Sister Caliste’s black-veiled head was bent over her mending, and, beside her, a small white-veiled figure copied her actions.

‘Sister Caliste is our youngest fully-professed nun,’ Helewise said conversationally, ‘and I often ask her to work with our novices, she being nearest to them in age. Here, she is mending torn bedding, and Sister Felice is learning the skill.’

She watched him watching the two nuns. Then, her own eyes moving to the sisters, suddenly her heart gave a great leap of alarm. She willed Caliste to look up, and, to her huge relief, she did. Helewise very deliberately folded her arms, tucking her hands in the opposite sleeves. With a faint nod, she indicated for Caliste to do the same. Caliste glanced at her companion, and her eyes widened briefly; she gave her a nudge, and the young novice put down her needlework and also folded away her hands.

De Courtenay stood staring down at the two bowed heads.

The moment lengthened till Helewise wanted to scream.

Then he said, ‘Why have they stopped sewing?’

She said quietly, ‘They are respecting the presence of a visitor. They will not resume until we leave.’

He spun round and strode out of the room. Waving his arm, he said, ‘Oh, let them get on with it.’

Helewise felt for a moment that she might faint. But that would have been plain stupid, so she pulled herself together and set off after de Courtenay, who, with his angry disappointment evident in the way he was striding along, was heading for the gates.

As she walked, Helewise sent up a prayer of deep gratitude for Caliste’s observant eyes and quick wits.
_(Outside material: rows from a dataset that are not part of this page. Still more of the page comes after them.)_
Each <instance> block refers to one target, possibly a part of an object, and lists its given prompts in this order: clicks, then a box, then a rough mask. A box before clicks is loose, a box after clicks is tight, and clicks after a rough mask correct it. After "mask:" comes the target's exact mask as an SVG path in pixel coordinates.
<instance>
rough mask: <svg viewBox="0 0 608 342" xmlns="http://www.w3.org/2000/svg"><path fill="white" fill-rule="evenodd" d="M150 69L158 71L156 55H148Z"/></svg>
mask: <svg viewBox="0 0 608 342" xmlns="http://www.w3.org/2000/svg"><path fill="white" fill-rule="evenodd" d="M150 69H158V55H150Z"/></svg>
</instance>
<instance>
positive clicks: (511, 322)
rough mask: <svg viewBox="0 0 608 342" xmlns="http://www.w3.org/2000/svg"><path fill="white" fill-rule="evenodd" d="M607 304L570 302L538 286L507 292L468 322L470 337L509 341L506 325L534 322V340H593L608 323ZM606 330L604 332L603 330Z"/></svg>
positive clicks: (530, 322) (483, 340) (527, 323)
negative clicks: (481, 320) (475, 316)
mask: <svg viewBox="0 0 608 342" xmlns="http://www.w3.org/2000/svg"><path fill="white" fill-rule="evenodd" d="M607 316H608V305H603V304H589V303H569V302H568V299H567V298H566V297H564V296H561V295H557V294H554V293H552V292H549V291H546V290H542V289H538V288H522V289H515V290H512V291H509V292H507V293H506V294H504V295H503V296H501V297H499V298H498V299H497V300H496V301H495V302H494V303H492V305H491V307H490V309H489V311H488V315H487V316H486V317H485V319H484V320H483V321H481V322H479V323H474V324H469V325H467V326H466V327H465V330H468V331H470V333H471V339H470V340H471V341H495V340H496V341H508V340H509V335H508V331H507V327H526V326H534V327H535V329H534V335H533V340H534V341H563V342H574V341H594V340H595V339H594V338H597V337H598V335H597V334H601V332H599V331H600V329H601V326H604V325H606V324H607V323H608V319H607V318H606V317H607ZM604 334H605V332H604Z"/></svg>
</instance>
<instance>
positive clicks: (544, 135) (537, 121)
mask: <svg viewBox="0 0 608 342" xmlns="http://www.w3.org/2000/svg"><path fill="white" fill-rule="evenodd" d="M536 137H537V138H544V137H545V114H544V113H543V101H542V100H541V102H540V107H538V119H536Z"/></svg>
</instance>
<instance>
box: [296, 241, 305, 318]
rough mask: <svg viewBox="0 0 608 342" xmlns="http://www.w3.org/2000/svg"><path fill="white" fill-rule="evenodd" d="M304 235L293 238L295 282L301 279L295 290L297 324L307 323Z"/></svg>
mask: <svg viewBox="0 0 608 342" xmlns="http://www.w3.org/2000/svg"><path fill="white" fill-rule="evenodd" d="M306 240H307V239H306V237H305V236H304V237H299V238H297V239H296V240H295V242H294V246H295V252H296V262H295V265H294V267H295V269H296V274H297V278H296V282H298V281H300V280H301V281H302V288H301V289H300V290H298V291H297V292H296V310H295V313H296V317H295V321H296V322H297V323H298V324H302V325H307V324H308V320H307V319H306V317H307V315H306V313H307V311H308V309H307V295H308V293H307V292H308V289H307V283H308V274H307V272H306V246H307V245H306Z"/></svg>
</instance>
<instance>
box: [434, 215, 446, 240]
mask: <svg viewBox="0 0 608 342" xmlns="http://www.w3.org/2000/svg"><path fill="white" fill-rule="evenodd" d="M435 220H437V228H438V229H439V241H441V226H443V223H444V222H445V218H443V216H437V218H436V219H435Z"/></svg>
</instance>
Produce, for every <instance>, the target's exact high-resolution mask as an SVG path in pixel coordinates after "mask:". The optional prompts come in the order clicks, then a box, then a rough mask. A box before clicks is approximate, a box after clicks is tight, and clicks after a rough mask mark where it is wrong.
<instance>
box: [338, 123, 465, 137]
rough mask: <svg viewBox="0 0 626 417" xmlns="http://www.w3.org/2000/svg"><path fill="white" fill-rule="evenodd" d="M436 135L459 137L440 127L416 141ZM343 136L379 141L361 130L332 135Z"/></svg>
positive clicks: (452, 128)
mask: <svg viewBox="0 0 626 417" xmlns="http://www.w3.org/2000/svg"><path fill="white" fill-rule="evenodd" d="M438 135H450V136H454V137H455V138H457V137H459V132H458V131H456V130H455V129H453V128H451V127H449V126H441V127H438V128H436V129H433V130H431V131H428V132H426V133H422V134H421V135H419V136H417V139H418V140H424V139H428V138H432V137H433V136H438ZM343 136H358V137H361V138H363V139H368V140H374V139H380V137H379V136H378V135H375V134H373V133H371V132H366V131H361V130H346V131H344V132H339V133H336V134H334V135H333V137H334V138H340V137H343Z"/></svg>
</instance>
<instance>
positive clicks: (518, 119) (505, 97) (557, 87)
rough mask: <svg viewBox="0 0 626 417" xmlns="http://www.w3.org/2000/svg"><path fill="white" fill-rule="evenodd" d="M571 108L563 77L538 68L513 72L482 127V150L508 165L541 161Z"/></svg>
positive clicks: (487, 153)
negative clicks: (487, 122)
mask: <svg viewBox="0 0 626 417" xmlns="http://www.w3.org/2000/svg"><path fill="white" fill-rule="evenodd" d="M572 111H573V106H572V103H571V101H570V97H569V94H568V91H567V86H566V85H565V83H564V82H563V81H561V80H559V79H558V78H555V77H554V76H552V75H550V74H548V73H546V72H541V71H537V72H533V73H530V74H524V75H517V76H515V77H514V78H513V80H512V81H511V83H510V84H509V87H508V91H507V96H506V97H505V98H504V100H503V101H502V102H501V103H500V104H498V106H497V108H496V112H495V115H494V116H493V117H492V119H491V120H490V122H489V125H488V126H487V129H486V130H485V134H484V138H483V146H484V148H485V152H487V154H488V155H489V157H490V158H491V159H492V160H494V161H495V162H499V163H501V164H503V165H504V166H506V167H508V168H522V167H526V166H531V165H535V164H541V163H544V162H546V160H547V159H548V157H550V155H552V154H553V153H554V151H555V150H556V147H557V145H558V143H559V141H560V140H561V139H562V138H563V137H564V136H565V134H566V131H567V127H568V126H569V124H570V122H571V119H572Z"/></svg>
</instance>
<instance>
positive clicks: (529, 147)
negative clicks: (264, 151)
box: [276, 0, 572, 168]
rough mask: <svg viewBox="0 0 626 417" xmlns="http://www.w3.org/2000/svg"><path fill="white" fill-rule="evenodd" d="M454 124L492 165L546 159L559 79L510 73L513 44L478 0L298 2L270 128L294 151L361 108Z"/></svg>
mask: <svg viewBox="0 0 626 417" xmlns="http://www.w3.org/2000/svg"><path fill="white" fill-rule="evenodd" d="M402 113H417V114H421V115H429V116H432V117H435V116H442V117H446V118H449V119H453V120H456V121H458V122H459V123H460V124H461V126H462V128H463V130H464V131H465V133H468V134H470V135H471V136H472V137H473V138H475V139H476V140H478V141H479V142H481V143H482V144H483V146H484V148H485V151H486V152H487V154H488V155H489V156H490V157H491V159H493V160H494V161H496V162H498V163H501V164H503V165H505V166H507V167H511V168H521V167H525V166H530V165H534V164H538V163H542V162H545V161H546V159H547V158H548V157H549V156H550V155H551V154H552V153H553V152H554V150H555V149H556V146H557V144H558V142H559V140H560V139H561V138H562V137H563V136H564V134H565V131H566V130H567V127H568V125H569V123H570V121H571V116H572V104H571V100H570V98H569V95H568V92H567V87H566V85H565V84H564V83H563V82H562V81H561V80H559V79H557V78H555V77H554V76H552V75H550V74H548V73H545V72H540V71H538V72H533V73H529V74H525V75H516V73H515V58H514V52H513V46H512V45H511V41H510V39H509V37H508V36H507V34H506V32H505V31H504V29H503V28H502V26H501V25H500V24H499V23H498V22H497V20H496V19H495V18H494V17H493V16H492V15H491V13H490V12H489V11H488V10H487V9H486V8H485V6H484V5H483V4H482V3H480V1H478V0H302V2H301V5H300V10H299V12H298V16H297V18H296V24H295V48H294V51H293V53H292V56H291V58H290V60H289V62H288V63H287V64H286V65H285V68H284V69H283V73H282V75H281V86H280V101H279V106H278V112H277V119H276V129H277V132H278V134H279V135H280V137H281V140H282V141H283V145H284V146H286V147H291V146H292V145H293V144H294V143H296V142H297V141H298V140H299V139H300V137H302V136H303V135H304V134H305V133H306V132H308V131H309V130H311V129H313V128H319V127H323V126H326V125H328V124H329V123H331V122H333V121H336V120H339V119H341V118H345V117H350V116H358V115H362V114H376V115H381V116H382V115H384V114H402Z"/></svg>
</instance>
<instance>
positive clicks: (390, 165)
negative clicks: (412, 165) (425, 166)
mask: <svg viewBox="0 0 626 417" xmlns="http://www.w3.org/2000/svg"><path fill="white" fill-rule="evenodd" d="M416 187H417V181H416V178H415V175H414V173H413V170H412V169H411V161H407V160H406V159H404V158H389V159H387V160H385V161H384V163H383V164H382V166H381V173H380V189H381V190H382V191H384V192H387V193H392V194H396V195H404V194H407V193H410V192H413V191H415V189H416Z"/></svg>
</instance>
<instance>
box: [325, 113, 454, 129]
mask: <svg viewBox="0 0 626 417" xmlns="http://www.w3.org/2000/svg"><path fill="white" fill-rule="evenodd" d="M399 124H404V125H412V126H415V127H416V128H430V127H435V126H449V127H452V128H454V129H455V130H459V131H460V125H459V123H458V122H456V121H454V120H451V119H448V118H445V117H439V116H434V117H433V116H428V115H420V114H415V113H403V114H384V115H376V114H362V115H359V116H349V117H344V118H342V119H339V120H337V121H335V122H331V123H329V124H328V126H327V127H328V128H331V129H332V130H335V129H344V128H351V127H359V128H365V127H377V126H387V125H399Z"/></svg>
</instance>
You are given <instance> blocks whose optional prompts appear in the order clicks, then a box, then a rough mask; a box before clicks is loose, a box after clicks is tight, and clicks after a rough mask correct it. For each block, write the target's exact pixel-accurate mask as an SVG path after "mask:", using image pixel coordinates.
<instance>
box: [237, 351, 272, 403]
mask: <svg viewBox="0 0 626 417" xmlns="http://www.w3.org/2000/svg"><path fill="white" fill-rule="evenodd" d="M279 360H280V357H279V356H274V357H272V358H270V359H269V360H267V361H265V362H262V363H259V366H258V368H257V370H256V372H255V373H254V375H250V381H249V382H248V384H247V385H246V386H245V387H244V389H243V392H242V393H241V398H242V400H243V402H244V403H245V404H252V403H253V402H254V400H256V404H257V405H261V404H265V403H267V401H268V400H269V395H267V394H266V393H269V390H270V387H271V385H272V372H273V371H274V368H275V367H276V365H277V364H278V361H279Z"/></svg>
She reached the gates to find de Courtenay yelling for his men; they had grown tired of lounging against the Abbey walls poking fun at Sister Ursel, and had wandered off along the track, leading their horses and aiming punches at them when they tried to put their heads down to rake up mouthfuls of the thin winter grass.

‘Get mounted!’ de Courtenay bellowed. ‘You there, bring me my horse!’

Sister Ursel came to stand beside Helewise. They watched de Courtenay’s men inelegantly mounting up, and stared openly at de Courtenay himself, whose horse, still tempted by the delights of the vegetation beside the track, was reluctant to stand still for him.

‘Oh, dear,’ Helewise said with pretend concern, ‘are you going to manage? Or should one of us come and hold his head for you?’

He shot her a thunderous look. One final effort got him into the saddle, and, putting harsh spurs to his horse’s sides, he led his men off at a canter.

Sister Ursel muttered something: Helewise thought she heard one or two words not in common use among nuns.

‘I shall pretend, Sister Ursel, that I didn’t hear that,’ she said.

‘Thank you, Abbess.’ Sister Ursel blew her cheeks out. ‘Phew, I’m glad to see their dust. Lord, but what a rotten bunch!’

‘They are, and their leader the rottenest.’

‘Aye, aye.’ Sister Ursel grinned briefly. ‘Just as well for you, Abbess dear, that looks can’t kill. That last stare he gave you would have had you breathing your last.’

‘Quite,’ agreed Helewise. ‘Now, Sister Ursel, would you please refasten the gates? I must go and speak to Sister Euphemia.’

And, she thought, refraining from saying so aloud, convey to that wonderful, quick-thinking Sister Caliste my heartfelt thanks …

Death by the Blade

Chapter Fifteen

Leaving the Abbey church after Compline, Helewise was wracked with anxiety over Brother Saul.